上の兄、デマントイドから城内で一般人向けに期間限定で開放されている図書室に行くかという誘いに悩んだ末に興味のが勝った。


「絶対ゲームのイベントが来るかと戦々恐々だったんだけど」


体が重い。違う、ペリドールの体重は健康診断を受ければ要経過観察と言われるであろうくらいに軽い。


「お城ってこんなにも広い必要あるのかな?」


一人では絶対に迷子確定なので騎士団に書類だけ置いてくるから動くなという言葉に素直に従うも。


「立ってるのすら辛くなってきた。あ、あそこなら騎士団の入り口から見えるしいいかな」


引きずるように足を動かし、なんとかベンチに辿り着いた。


「なんか、葉月と変わんないな。というか来年から学校に通えるのかな」


言うことをきかない身体がもどかしくて、不安な気持ちが増していく。


「ペリドール、貴方は何で閉じこもっているの?」


私が貴方になってしまったのは何故?


「風、気持ちいいな」


サワサワと葉の音と時折遠くから聞こえる話し声。夕方になりつつある少し冷たい風が火照った頬を冷ましてくれる。


ゆっくりと眠りに引き込まれていった。



***


『遅くなったね。どうせ明日も課題が出るんだよ』

『こなしても増えていくよね』


ああ、学生の時の夢だ。


講義からの帰り道。図書室で課題をしていたせいで、空には既に星がチラチラと見えていた日。


『葉月?』

『はは』


いつものメンバーで駅へと向かう途中、私の足が動かなくなった。いや、頑張れば動く。


『ゆっくりいこ』


乾いた笑いしかでない私に皆は気遣い足を止めた。慣れているはずなのに情けなさと悔しさで心が一杯になっていく。


あたしの足、動け。ただ歩くだけなんだから。


『あは、ごめん』


どう声をかけていいのか悩んでいる皆は優しい。でも、私は、自分の目から涙が溢れないように、堪えるのが精一杯で。笑いながら謝ったけど、心は崩れていく。



悔しい、悔しい。



「夢だから、悲しくない」


突然、声がした。


「大丈夫」


何が大丈夫だっていうのよ。知りもしないくせに。


「……起きているのか?」


煩いなと思っていたら、霞む視界に顔がある。


「ああ、懐かしい色」


ぼやけながらも見えたのは、黒髪に黒っぽい目の若い男の人。この世界ではいないと思っていた顔立ち。


「皆、元気かな?」


会いたいな。


そう口にしようとしたのに、また強い眠気に襲われた。



***



「疲れが出たら直ぐに言うように何回も忠告したのだが」

「うう、すみません」


お城に行った日、まんまと熱を出して下がるまで三日もかかってしまい、未だにベッドから出るのが禁止されている。
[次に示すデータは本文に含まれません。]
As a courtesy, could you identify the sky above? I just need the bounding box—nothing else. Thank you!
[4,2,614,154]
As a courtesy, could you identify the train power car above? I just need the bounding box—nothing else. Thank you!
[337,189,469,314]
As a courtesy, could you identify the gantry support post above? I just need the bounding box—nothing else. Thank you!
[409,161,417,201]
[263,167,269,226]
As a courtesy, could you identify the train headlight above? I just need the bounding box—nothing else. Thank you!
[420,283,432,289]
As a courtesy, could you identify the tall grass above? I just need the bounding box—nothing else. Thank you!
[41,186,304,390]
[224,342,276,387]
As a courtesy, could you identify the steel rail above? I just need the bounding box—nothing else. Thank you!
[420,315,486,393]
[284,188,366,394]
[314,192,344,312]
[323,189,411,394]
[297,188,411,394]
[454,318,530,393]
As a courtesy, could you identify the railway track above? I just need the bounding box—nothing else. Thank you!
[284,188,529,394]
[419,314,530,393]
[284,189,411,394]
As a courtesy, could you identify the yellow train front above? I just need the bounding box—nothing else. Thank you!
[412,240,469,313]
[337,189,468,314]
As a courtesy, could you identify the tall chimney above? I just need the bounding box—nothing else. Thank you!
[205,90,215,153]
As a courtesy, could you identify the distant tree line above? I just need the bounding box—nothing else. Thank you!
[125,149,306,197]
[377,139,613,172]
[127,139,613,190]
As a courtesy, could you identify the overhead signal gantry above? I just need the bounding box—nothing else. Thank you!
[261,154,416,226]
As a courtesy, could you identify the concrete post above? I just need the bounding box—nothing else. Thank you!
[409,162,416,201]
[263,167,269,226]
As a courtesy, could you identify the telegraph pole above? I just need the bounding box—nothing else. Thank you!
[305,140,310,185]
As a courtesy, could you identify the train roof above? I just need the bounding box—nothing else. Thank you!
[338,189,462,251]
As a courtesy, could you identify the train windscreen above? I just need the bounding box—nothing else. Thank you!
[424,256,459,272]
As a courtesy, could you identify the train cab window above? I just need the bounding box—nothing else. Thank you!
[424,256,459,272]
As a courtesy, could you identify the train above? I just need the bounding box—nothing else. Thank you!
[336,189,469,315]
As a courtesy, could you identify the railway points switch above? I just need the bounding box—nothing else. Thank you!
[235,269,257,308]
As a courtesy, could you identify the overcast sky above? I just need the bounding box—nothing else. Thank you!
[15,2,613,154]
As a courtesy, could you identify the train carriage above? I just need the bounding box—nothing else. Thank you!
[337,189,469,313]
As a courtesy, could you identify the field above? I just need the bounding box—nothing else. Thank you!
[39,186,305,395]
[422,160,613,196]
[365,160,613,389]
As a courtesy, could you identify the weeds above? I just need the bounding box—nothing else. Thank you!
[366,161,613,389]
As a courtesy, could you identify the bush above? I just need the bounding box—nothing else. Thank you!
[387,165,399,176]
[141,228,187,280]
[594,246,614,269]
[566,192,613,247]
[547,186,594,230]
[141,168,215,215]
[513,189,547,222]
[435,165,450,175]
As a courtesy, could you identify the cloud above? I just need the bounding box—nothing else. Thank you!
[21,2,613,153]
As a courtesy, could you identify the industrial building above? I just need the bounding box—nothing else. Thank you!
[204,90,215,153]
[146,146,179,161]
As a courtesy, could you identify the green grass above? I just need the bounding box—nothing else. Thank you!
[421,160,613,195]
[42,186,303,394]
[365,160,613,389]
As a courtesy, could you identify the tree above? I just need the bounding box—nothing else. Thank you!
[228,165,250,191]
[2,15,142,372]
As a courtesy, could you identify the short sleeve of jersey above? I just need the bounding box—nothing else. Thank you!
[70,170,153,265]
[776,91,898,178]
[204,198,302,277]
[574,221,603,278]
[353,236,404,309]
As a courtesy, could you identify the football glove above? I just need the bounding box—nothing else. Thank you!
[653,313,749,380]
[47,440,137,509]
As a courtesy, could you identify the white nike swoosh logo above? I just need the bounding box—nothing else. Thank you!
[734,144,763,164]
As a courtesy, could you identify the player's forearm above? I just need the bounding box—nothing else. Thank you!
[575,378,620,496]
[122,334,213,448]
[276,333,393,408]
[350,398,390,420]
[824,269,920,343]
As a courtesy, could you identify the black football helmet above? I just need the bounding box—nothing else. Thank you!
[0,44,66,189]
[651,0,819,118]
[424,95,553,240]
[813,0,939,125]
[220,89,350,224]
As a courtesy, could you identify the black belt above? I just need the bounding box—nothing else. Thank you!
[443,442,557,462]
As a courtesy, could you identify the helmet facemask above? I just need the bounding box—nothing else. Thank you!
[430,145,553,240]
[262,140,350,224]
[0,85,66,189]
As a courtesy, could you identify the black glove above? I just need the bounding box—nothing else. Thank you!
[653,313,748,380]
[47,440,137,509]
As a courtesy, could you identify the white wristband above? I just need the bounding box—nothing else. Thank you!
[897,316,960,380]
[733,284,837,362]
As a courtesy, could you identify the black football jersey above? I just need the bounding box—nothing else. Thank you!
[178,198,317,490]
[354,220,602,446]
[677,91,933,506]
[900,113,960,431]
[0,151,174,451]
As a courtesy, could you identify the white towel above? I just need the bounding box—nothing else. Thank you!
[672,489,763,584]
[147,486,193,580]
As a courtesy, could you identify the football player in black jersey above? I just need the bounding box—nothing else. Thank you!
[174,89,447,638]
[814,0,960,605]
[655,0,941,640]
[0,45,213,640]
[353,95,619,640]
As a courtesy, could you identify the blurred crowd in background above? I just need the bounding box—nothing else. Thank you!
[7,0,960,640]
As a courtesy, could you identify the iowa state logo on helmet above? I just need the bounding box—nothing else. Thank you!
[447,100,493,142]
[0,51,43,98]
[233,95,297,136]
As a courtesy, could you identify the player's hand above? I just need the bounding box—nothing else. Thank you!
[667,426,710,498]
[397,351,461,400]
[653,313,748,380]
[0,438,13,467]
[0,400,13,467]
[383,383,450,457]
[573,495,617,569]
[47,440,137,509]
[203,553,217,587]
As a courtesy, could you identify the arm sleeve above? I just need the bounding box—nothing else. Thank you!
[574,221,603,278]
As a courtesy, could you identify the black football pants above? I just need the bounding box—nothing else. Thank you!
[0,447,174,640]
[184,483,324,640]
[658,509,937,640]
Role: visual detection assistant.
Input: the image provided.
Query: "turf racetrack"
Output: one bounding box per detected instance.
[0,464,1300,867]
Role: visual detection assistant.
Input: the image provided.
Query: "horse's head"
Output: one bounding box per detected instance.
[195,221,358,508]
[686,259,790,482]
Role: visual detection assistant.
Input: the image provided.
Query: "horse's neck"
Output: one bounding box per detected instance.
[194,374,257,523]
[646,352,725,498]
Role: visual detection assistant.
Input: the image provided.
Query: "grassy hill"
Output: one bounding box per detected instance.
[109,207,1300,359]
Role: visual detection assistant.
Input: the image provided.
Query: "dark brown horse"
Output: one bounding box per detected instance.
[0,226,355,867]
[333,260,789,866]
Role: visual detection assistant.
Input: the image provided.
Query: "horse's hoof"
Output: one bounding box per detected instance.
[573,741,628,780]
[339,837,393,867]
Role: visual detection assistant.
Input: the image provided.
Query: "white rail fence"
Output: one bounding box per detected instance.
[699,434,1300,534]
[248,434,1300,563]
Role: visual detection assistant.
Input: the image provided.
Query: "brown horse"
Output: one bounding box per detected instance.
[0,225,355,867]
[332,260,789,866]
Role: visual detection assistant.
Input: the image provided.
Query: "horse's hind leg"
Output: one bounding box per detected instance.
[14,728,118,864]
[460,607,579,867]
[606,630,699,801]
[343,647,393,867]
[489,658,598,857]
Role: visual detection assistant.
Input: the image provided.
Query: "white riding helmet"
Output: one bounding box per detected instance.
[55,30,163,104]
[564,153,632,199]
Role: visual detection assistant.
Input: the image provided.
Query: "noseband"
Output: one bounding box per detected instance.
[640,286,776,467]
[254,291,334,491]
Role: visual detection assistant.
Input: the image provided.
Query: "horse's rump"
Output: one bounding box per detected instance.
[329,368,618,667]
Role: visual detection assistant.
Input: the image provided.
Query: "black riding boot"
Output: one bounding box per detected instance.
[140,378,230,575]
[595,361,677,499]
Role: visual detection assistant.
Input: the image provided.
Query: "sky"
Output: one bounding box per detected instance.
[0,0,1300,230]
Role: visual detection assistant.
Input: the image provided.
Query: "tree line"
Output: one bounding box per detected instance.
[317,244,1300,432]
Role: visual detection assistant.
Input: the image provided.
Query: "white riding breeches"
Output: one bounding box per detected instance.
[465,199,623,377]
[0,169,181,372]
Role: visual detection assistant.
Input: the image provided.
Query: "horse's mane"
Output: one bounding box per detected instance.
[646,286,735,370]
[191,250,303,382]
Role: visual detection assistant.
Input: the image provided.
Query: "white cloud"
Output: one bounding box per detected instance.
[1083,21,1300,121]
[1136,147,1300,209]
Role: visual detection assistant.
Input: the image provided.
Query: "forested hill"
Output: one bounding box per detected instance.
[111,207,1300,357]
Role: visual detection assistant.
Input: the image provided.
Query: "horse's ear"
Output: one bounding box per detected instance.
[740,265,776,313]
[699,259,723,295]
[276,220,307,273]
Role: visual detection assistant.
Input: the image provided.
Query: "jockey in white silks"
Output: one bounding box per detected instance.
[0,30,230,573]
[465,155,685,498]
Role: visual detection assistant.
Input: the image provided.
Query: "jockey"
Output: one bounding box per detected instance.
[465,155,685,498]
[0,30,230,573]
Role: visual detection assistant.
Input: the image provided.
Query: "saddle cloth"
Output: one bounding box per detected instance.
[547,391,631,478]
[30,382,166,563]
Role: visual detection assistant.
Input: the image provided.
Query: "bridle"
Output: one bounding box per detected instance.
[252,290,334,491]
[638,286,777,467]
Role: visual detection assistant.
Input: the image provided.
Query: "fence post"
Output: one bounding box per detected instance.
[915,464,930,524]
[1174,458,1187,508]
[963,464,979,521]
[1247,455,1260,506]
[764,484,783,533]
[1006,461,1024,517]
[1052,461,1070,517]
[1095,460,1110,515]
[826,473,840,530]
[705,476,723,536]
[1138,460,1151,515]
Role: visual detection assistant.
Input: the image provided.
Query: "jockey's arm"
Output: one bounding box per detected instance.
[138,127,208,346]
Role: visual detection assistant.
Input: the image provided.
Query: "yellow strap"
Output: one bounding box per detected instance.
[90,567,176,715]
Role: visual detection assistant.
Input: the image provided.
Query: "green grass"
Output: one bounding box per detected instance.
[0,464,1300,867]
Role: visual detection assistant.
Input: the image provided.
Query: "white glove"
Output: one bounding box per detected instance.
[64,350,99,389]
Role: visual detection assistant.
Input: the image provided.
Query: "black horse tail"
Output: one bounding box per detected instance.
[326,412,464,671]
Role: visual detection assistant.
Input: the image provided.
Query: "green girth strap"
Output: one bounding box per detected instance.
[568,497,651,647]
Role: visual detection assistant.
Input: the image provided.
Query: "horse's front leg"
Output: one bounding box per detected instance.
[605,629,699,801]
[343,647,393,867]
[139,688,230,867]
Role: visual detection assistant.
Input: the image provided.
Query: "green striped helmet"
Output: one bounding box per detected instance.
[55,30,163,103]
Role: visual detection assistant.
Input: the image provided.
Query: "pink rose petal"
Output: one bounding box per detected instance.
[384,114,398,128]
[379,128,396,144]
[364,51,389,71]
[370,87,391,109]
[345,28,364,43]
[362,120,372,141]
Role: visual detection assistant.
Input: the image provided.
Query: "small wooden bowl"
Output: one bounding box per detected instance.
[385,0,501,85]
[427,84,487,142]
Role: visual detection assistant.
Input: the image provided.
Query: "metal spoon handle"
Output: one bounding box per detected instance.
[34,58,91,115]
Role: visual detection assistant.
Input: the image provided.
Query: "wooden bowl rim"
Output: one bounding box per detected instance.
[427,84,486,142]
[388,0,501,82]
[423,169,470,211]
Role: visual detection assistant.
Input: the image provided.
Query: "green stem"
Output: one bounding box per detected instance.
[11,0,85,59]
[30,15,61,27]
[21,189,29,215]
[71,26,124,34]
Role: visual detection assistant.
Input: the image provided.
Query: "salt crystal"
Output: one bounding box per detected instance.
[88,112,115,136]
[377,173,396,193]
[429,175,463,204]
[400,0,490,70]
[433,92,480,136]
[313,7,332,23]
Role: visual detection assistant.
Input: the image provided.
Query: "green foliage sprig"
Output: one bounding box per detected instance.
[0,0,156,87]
「探してもいないし、副団長が偶然通りかかったからよかったものの。次の開放日は見合わせだ」


どうやら待つように言われた場所は反対の出口のほうだったらしく、うたた寝をしていた私をデマントイドの上司の副団長さんが不審に思い近づいてみたら、具合が悪くなった人と判断され医務室へ連れて行ってくれたらしい。


「え、というか次の開放日には流石に治っていると思います」


なんだかんだで図書館はかなり楽しくて、時間切れでまだ見たい本も沢山あったのに!


「こんな状況になるのなら一人きりにしておけないだろう?」


ギロッと睨まれた。


「う。でも」

「でもじゃない」


コンコン


あ、救いの手が!


「はい!」


元気よく返事をすれば、侍女のシトリンが少し困惑気味ながら伝えてきたのは。


「ペリドール様にお会いしたいと、モリオン・グラシアル様がいらしております」


誰だ?


すぐさま心の中にいるペリドールに問いかけるも返答はなしでどうするかと思っていれば、ふと兄の様子がおかしい。


「副団長が? 私ではなくペリィに?」

「はい」


いや、お兄さんの上司って、今聞いた私を運んでくれた人って事?


二人共困惑しているけど、これって一択しかないよね?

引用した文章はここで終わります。